Error Message and Stack Trace (if applicable)

No response

Description

Milvus 2.2.9 and 2.3.2, released in June 2023 and October 2023, added support for JSON and array data types respectively. This enables access to more efficient operators such as json_contains and array_contains. However, LangChain's current implementation uses VarChar for all metadata fields:

https://github.com/langchain-ai/langchainjs/blob/45498632ce2f5d539d84d049bf5b6717f674ac46/libs/langchain-community/src/vectorstores/milvus.ts#L772-L784

Is it possible to offer it as an option to the user, or do some magic version detection through MilvusClient.getVersion?

System Info

Not sure how pnpm info langchain would be useful since it always shows the latest version, but my installed versions are:

@langchain/community 0.2.33
langchain 0.2.20

Windows, node v23.4.0, pnpm v9.15.1

rakuzen25 avatar Dec 25 '24 11:12 rakuzen25

Hi, @rakuzen25. I'm Dosu, and I'm helping the LangChain JS team manage their backlog. I'm marking this issue as stale.

Issue Summary:

  • LangChain.js currently uses VarChar for all metadata fields.
  • Milvus versions 2.2.9 and 2.3.2 support JSON and array data types.
  • You suggested updating LangChain to utilize these data types for more efficient operations like json_contains and array_contains.
  • There have been no comments or activity on this issue yet.

Next Steps:

  • Is this issue still relevant to the latest version of the LangChain JS repository?
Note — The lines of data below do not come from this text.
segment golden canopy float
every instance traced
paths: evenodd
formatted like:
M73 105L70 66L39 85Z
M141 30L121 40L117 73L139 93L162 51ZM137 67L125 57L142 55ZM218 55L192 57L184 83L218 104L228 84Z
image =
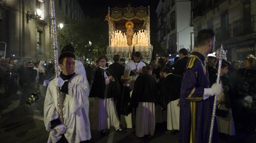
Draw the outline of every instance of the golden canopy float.
M130 60L133 48L141 52L143 60L149 62L153 46L150 44L149 6L109 8L107 56L111 59L119 54Z

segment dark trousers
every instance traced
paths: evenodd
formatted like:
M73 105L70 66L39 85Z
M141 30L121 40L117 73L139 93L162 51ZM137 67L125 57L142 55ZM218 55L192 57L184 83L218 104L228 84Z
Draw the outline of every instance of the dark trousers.
M90 140L84 140L80 142L80 143L88 143L88 142L90 142ZM62 134L62 136L61 137L61 138L60 138L60 140L59 140L59 141L57 142L57 143L68 143L68 142L67 142L64 134Z

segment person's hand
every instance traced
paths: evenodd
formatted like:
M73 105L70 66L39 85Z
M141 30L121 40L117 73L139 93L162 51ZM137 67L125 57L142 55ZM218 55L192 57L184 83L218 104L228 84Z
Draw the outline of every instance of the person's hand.
M108 76L108 78L109 78L109 80L112 80L112 78L113 78L112 76Z
M137 69L134 69L133 70L132 70L133 71L133 72L134 72L134 74L138 74L139 72L138 72L138 70Z
M210 88L213 93L212 96L219 94L221 92L221 88L222 86L221 84L215 83L212 84L212 86Z
M55 86L59 88L61 87L64 84L64 82L65 82L65 81L60 78L55 78L52 80L52 82Z
M110 81L109 80L105 80L105 84L108 85L109 84L109 82L110 82Z
M54 127L54 130L57 131L58 133L64 134L66 130L67 130L67 127L63 124L60 124Z
M181 106L181 101L180 100L179 100L179 102L178 103L177 106L178 107L180 107Z

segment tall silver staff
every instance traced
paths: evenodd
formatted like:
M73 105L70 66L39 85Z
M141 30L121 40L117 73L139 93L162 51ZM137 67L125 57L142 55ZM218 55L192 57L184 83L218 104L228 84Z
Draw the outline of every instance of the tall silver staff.
M50 8L51 9L51 24L52 26L52 34L53 34L53 52L54 54L54 68L55 70L55 78L59 78L59 62L58 61L58 47L57 44L57 34L56 31L56 18L55 18L55 10L54 8L54 0L50 0ZM63 122L63 112L62 112L62 104L61 103L61 98L60 96L60 90L59 88L56 87L57 88L57 112L59 114L59 118L61 123Z
M220 72L221 70L221 64L222 60L226 58L226 51L223 50L223 46L221 44L220 48L217 50L216 56L219 60L219 64L218 66L218 76L216 82L220 83ZM211 127L210 128L210 134L209 135L209 143L212 142L212 134L213 132L213 126L214 126L214 120L215 119L216 109L217 108L217 96L214 96L214 101L213 103L213 109L212 114L212 119L211 120Z

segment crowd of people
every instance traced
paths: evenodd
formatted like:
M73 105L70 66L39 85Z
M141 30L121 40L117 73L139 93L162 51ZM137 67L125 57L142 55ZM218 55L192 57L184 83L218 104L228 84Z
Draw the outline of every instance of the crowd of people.
M44 122L49 142L87 142L91 138L90 124L103 136L114 126L121 132L135 128L139 138L151 136L156 124L166 122L170 134L180 132L181 142L206 142L214 95L218 99L216 130L226 136L235 135L236 130L255 132L256 58L249 54L242 62L223 60L220 84L215 83L218 60L207 56L213 49L214 36L212 30L202 30L198 48L190 54L182 48L174 59L166 54L150 64L136 52L126 64L116 54L109 66L108 57L101 55L95 65L83 65L75 60L74 48L67 45L58 59L59 78L55 78L53 61L19 65L17 60L1 58L0 94L14 90L9 89L16 85L23 95L37 90L45 95ZM95 99L91 122L89 98ZM205 137L195 137L198 134Z

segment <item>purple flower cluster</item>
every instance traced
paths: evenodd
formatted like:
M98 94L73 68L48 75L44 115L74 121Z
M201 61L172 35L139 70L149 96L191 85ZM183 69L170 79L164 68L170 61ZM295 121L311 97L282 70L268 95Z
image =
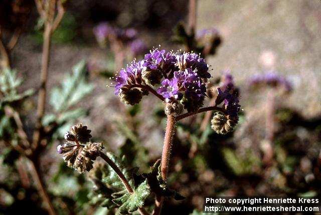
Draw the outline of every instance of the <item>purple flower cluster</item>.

If so, please comment to keep the discussion open.
  • If there is no further activity, this issue will be automatically closed in 7 days.

Thank you for your understanding and contribution!

dosubot[bot] avatar Mar 26 '25 16:03 dosubot[bot]

Still relevant

rakuzen25 avatar Mar 27 '25 01:03 rakuzen25

@jacoblee93, the user @rakuzen25 has indicated that this issue is still relevant. Could you please assist them with the update to utilize JSON and array data types in LangChain.js?

dosubot[bot] avatar Mar 27 '25 01:03 dosubot[bot]